The Curriculum (Ref: http://imtcsamba.hct.ac.ae/gened/english/MissionStatement.html) 

“The role of the English curriculum is therefore a complex and 
crucial one, addressing far wider needs than the purely linguistic. 

The English Language curriculum is designed to meet the aims of 
the mission statement. The starting point of the curriculum is the 
assessment of student needs and employer requirements in relation 
to those aims.

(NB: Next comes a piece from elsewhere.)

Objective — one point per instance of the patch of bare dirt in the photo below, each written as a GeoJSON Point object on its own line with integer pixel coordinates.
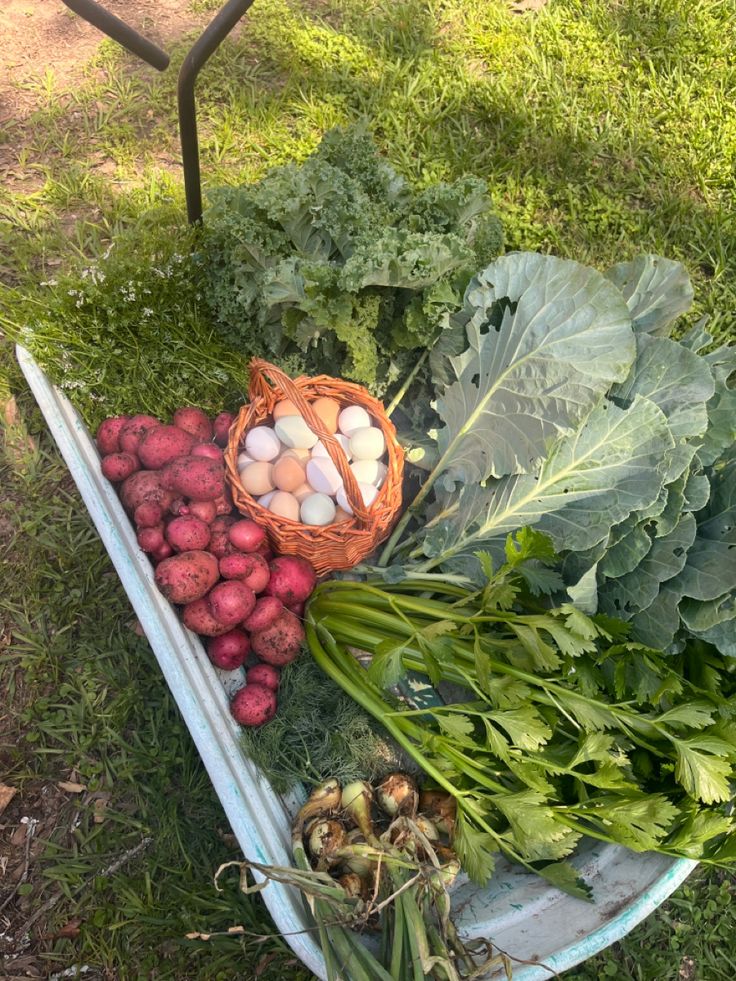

Student English language needs are assessed by 
administering the English Diagnostic Assessment on entry to the 
HCT. Employer English language needs are monitored by surveys 
and feedback from employers. The process results in a skills based 
curriculum where student language proficiency is described in 
terms of performance outcomes. 

Graduates of the Certificate program can initiate and sustain 
conversations on everyday topics. They are able to process and 
exchange simple written information in routine everyday personal 
and workplace situations. 

Graduates of the Diploma program can communicate orally on a 
range of familiar vocational and social topics. They are able to 
process and exchange straightforward written information in a 
wider range of familiar personal and workplace situations. 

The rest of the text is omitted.